For $\triangle BCD$, we use the area formula: $\text{Area} = \frac{1}{2} \cdot |\vec{BC} \times \vec{CD}|.$

1. Length of $BC = 5 \, \text{cm}$, and $CD = 5 \, \text{cm}$.
2. $\angle BCD = 120^\circ$.
3. Using the formula $|\vec{u} \times \vec{v}| = |u| |v| \sin\theta$: $\text{Area} = \frac{1}{2} \cdot 5 \cdot 5 \cdot \sin 120^\circ = \frac{1}{2} \cdot 25 \cdot \frac{\sqrt{3}}{2} = \frac{25\sqrt{3}}{4} \, \text{cm}^2.$

(c) Length of $\vec{BD}$:

From Step 1(c), $\vec{BD} = -2\vec{b}$. The magnitude is: $|\vec{BD}| = 2|\vec{b}| = 2 \cdot 5 = 10 \, \text{cm}.$

(d) Area of the Regular Hexagon:

The area of a regular hexagon with side length $a$ is given by: $\text{Area} = \frac{3\sqrt{3}}{2} \cdot a^2.$ Substitute $a = 5$: $\text{Area} = \frac{3\sqrt{3}}{2} \cdot 25 = \frac{75\sqrt{3}}{2} \, \text{cm}^2.$

Final Answers:

1. $\vec{BA} = \vec{a} - \vec{b}$,
2. $\vec{OD} = -\vec{b}$,
3. $\vec{BD} = -2\vec{b}$,
4. $\angle BCD = 120^\circ$,
5. Area of $\triangle BCD = \frac{25\sqrt{3}}{4} \, \text{cm}^2$,
6. Length of $BD = 10 \, \text{cm}$,
7. Area of hexagon = $\frac{75\sqrt{3}}{2} \, \text{cm}^2$.

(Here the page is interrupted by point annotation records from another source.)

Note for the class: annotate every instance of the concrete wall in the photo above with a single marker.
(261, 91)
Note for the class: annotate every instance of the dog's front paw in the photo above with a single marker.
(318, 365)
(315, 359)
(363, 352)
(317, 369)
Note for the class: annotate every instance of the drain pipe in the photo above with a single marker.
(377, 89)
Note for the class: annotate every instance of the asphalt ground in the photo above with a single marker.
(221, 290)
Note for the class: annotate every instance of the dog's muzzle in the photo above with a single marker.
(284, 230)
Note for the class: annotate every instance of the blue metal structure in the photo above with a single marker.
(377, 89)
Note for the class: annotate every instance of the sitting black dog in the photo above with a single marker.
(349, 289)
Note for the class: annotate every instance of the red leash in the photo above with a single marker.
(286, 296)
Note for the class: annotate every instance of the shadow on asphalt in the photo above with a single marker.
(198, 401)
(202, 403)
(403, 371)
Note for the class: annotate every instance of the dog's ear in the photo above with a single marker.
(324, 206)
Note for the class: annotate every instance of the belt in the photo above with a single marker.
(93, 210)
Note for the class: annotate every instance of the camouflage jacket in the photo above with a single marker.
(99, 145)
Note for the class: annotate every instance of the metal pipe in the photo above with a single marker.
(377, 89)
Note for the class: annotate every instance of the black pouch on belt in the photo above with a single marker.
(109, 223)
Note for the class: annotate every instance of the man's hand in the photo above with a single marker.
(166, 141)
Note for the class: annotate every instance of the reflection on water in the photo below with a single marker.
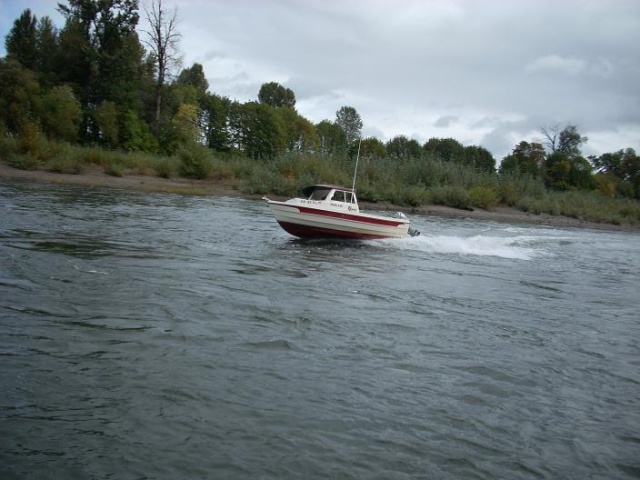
(161, 336)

Let me know if you'd like further explanations or visualizations!
Here are some related questions to explore:

1. How are vector magnitudes related to hexagon geometry?
2. What is the significance of the cross-product in finding areas?
3. Can you generalize the area of any polygon using vectors?
4. How can vectors simplify regular polygon calculations?
5. How do transformations like rotations relate to vector operations?

Tip: Always use symmetry in regular polygons to simplify calculations!